Talk in Biochemistry: Can Machines Understand the Scientific Literature?

Typed into Arcturus

I am giving a talk in the Biochemistry Department (at Cambridge) this morning (1015) and here is a brief outline of some of the topics I might cover. As always I don’t know what I shall say in detail until I meet the audience. In this case I am hoping that I get useful feedback and discussion.

I think that within the next 5 years technology will allow scientists to have machines that manage their immediate information environment – reading the literature, recording many of their actions, remembering their preferences, helping them write papers, theses and grants, etc. These “amanuenses” will be built from standard technology and will have natural interfaces – speech, gestures, etc. They will be built on communally agreed semantics and ontologies – technologies where bioscience is leading the world. It should, for example, be possible to ask a machine (using speech)

“What papers published last week do I need to know about? Summarise the most important points.”

“Consult our lab thesis-bank and find the most commonly used buffers – has our use changed over 5 years?”

“find me all the selective inhibitors of CYP2D6 and compute the energy of docking them into my mutant PMR123”

This is possible in bioscience because the community has been committed for over 3 decades to publishing Open information in semantic form and building ontologies (e.g. Go, CheBI). There are agreed universal identifiers for information. As a result it is possible to build Tim Berners-Lee’s vision of a semantic web of Linked Open Data which then links to all the other Open data on the web – geonames, bibliography, institutions, etc. This distributed knowledge base is at the core of scientific machine intelligence.

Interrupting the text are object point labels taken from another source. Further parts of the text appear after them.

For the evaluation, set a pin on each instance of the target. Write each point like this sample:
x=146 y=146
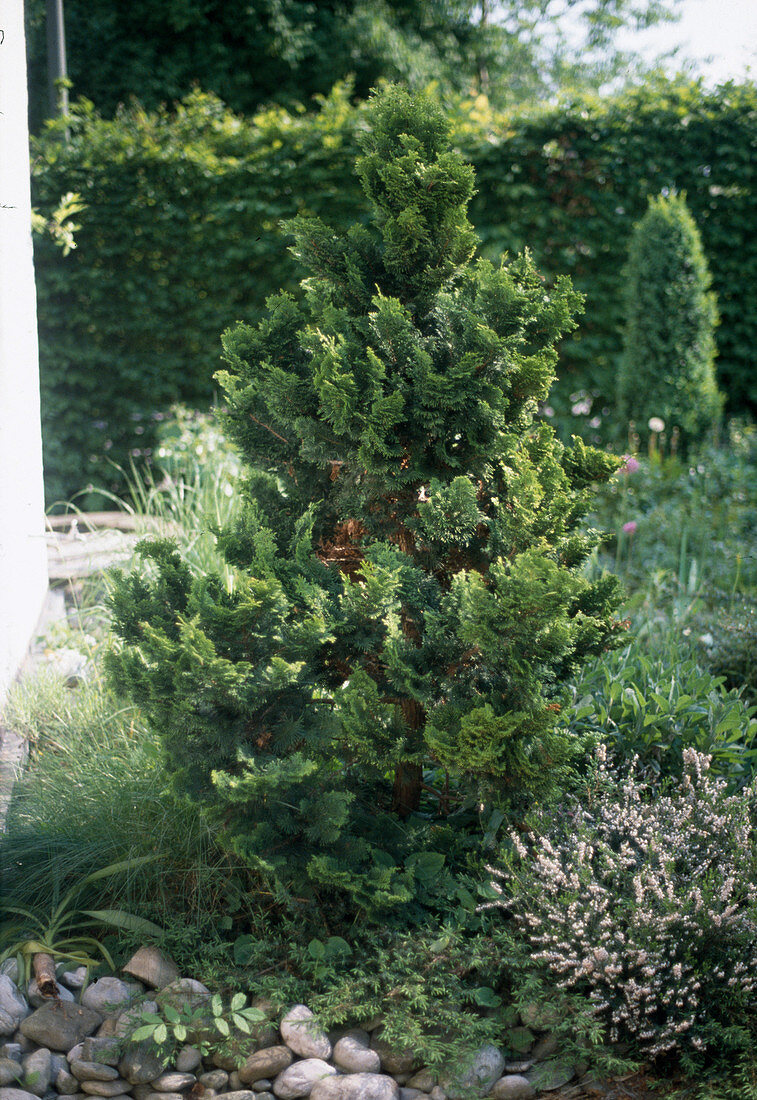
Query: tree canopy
x=287 y=51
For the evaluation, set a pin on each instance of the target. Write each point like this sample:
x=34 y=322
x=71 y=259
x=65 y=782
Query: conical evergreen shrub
x=667 y=371
x=409 y=595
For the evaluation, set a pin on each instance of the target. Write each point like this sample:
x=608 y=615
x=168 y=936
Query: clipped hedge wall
x=180 y=238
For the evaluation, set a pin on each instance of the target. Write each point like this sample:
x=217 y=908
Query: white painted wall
x=23 y=569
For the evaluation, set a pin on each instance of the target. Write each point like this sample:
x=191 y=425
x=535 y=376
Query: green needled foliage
x=408 y=591
x=667 y=371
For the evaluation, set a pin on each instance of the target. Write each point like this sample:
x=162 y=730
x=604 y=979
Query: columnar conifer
x=409 y=591
x=668 y=371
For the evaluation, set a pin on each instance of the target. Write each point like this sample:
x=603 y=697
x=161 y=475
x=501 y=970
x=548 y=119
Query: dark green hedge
x=180 y=238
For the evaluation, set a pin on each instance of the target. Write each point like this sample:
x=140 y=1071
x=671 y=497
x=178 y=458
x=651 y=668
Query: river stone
x=187 y=1059
x=241 y=1047
x=303 y=1035
x=551 y=1075
x=66 y=1084
x=513 y=1087
x=546 y=1047
x=183 y=992
x=299 y=1078
x=10 y=1071
x=162 y=1096
x=353 y=1054
x=36 y=1000
x=152 y=967
x=37 y=1070
x=424 y=1080
x=267 y=1063
x=129 y=1021
x=108 y=996
x=173 y=1082
x=141 y=1064
x=59 y=1025
x=106 y=1052
x=357 y=1087
x=478 y=1076
x=92 y=1071
x=214 y=1079
x=75 y=979
x=393 y=1060
x=105 y=1088
x=12 y=1004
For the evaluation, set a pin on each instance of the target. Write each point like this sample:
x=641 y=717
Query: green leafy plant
x=61 y=933
x=207 y=1025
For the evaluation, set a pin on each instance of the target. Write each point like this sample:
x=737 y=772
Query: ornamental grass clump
x=646 y=905
x=409 y=593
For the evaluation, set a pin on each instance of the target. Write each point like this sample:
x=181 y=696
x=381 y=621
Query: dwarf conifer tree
x=408 y=586
x=667 y=370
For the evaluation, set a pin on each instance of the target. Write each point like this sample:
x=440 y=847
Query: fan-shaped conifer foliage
x=408 y=587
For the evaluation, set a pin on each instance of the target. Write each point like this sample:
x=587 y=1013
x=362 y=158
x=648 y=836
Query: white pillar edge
x=23 y=562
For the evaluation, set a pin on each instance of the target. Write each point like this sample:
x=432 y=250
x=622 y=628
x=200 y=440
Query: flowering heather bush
x=645 y=905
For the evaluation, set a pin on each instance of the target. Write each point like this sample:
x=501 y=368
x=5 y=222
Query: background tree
x=668 y=370
x=409 y=590
x=287 y=51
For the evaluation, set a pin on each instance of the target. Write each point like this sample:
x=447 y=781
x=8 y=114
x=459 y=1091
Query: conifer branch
x=267 y=428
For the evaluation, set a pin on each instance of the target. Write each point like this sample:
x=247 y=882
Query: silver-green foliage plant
x=645 y=904
x=654 y=706
x=667 y=371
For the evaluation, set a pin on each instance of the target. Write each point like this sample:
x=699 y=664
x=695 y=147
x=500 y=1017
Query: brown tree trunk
x=407 y=787
x=44 y=971
x=408 y=778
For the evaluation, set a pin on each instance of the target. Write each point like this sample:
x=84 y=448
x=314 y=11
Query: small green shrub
x=667 y=372
x=646 y=904
x=657 y=706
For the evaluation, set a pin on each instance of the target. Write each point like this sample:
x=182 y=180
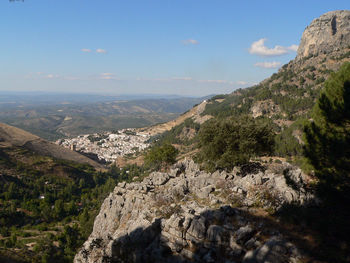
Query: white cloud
x=242 y=82
x=273 y=64
x=190 y=42
x=182 y=78
x=218 y=81
x=259 y=48
x=101 y=51
x=108 y=76
x=51 y=76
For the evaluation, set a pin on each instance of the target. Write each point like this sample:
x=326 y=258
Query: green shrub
x=230 y=142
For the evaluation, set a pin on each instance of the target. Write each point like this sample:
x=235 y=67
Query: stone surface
x=325 y=34
x=186 y=215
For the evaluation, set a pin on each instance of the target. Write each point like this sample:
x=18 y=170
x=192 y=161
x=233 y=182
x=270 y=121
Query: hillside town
x=108 y=146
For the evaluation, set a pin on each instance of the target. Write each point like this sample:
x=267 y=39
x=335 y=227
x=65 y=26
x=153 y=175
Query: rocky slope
x=187 y=215
x=330 y=32
x=194 y=113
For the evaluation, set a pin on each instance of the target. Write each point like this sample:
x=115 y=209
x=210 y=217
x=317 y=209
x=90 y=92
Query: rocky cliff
x=187 y=215
x=330 y=32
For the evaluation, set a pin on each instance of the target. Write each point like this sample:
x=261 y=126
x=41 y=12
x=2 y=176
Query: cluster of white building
x=108 y=146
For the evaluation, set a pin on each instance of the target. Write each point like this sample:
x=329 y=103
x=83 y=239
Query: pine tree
x=327 y=136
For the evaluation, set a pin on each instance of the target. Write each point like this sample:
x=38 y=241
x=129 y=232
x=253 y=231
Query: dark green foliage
x=174 y=135
x=161 y=156
x=73 y=197
x=327 y=137
x=286 y=142
x=230 y=142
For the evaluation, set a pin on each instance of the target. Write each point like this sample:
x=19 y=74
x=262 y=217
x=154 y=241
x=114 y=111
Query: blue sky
x=185 y=47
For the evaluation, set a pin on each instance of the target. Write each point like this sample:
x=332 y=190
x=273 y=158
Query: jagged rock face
x=325 y=34
x=187 y=215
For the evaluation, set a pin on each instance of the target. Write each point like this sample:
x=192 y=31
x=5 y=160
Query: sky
x=182 y=47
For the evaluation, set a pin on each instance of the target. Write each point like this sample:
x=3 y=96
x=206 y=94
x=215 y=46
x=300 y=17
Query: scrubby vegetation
x=230 y=142
x=160 y=157
x=327 y=136
x=47 y=206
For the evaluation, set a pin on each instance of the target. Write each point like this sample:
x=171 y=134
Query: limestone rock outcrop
x=188 y=215
x=330 y=32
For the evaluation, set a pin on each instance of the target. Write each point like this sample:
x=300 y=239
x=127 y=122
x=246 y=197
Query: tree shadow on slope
x=230 y=234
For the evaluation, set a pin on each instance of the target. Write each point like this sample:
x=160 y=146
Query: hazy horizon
x=189 y=48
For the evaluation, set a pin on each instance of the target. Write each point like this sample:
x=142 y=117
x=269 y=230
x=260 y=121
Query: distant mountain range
x=53 y=116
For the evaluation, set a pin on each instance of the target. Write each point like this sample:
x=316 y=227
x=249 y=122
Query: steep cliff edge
x=187 y=215
x=330 y=32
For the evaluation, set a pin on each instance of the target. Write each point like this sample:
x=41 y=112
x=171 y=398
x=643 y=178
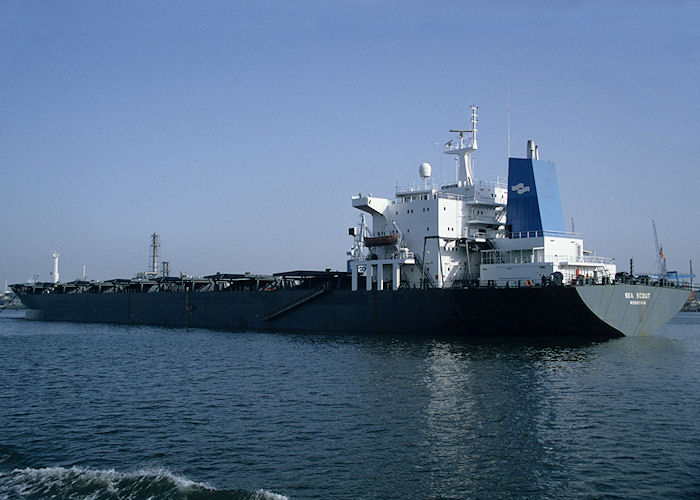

But this vision is threatened by major information and media interests. We are starting to see new restrictions on our use of scientific information, e.g. through Digital Rights Management in the library system and the power of the publishers to restrict and control innovation to their advantage. As a result it is critical that the bioscience community continues to challenge for Open Science (Data, Source, Access, Standards).

The talk will give demos of scientific speech recognition, machine understanding of theses and the semantic web.